Voice lessons - Computers are beginning to grasp the spoken word
A lot of us talk to our computers. And mostly, the computers don't understand us.
Which is, probably, a good thing - since we're generally grousing at the machine for something or other.
Still, the time when computers will understand us (and, let's hope, politely ignore any
rudeness) is not that far distant. Enhanced speech recognition software programs are not only
storming the market, but are going on sale at prices well within the reach of those of us not
inclined to buy every new computer gadget.
We're still a long way from HAL, the suavely sincere (and sinister) megamachine of "2001:
A Space Odyssey," but we've taken the first major steps in that direction.
Last month, IBM released ViaVoice for Microsoft Windows 95 and Windows NT, a program that can turn
conversational dictation into a document for $99. After loading the software, users begin "training"
the machine with a three-sentence session. They may read 265 more sentences to improve recognition to
ViaVoice joined Dragon Naturally Speaking, released earlier by industry leader Dragon Systems of
Newton at $695. The price has since dropped to $349. Dragon Systems was among the first companies to
produce what is the breakthrough aspect of newer speech recognition programs, that is, the capacity to
recognize natural speech. I.e., You. Don't. Have. To. Speak. Like. This. To. Be. Understood.
"It's the first step of the new natural speech era," said Dragon Systems CEO James Baker.
Baker likes to tell people that although HAL won't be ready by 2001, the company is on track to
create the hyperaware computers of "Star Trek," since the TV series is set 200 years hence.
Over at the Massachusetts Institute of Technology, researchers in the computer sciences department
are more interested in dialogue than dictation. Victor Zue , associate director of the MIT Laborator
for Computer Science and a speech recognition pioneer, has been as intent in monitoring reactions to
innovations as in developing the latest gadget.
"We want to know how people behave when confronted with a new technology," said Zue.
Zue believes research has chipped away at the three major barriers in recognizing human speech:
large vocabularies, continuous speech patterns and speakers with different accents or pronunciations.

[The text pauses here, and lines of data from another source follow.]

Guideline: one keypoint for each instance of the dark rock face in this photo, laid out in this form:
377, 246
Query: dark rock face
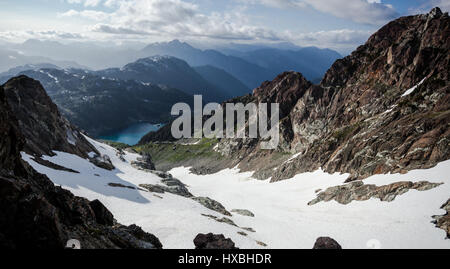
212, 204
41, 124
359, 120
173, 186
144, 163
326, 243
358, 191
213, 241
36, 214
102, 214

He demonstrates. Picking up a telephone, Zue calls Jupiter, a weather information program run by
MIT's intuitive, conversation interface system called Galaxy. Speaking as he would to an operator, he asks, "What will the weather be like in Boston tomorrow?" Jupiter, in a tinny voice, rattles off a forecast. "What cities do you know in China?" Jupiter recites them. "What is the weather tomorrow in Beijing?" Jupiter tells him, adding politely, "Is there something else you'd like to know?"

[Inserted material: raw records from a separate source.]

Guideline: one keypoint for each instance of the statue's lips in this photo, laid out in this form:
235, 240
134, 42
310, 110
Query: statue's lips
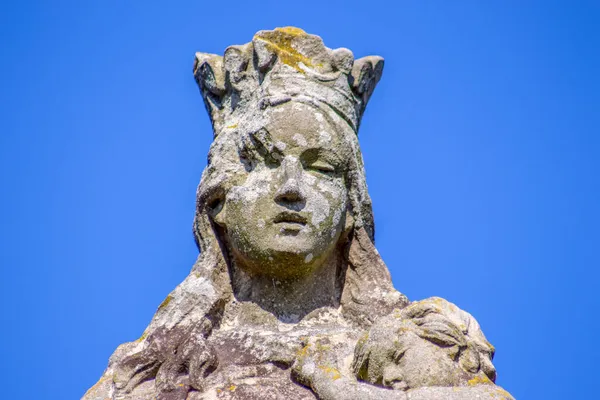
290, 218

Such response is startling at first; you wait for the guy to emerge from behind the curtain. But the
call-in service (check www.slc.lcs.mit.edu/jupiter for the number) was created not as a lark but to
record how people react to Jupiter.
A surprising number, Zue said, are very polite, thanking him/her/it for information. Many ask,
"What's your name?" (which the computer can answer). At least five have asked, "What is the meaning
of life?" (which Jupiter can't answer).
The ultimate goal, Zue said, is to design computers around human needs, rather than attempt to
force humans to adapt. (As anyone will agree who has tried to program a VCR and found herself
wishing she could just say, "Record E.R. tonight.")
Computers that take dictation may be effective for physicians, lawyers and corporate chiefs, but
employees in today's cubicle-baded workplace might prefer not be overheard. Moreover, said Zue,
even a 95 percent accuracy rate means there's one mistake in 20 words. The average length of a
Wall Street Journal sentence is 22 words. Even MIT's Jupiter gets confused, mistaking the word
"tomorrow" for "Idaho" or "Pittsfield" for "Italy."

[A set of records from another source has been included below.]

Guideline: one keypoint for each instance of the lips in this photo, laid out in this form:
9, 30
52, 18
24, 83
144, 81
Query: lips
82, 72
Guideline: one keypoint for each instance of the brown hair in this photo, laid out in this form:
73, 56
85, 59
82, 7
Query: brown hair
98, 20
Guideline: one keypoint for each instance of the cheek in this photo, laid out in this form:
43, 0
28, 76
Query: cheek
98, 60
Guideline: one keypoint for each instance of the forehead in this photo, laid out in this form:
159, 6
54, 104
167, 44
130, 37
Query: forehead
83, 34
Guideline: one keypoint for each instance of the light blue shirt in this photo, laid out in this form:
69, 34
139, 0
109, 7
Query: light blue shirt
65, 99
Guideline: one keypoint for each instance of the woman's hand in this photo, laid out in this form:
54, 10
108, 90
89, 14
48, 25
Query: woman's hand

The real goal is the creation of "machines that can converse with you and help your solve problems,"
Can you hear what I hear?
Like most sentient beings, computers loaded with speech recognition software have a learning curve.
The more you use it (and correct it), the better it works.
While that process goes on, the mistakes can be frequent - and amusing.
After loading IBM's ViaVoice on one of our PCs, we practiced dictating some familiar phrases.
Here's what the computer thought we said: (Note: we didn't complete all of the advanced training,
which would have reduced mistakes):
Romeo, Romeo, where Ford are thou Romeo use?
To beat or not to be that is the question.
I think that I shall never see a poll as lovely as 83.
This land is your land, this land is smiling and, from California to the New York violence.
And, finally, several versions of the famous Star Trek slogan:
Beat me up study. Peter me up the spotty. Beam me up, study. Dean me up, Scott T.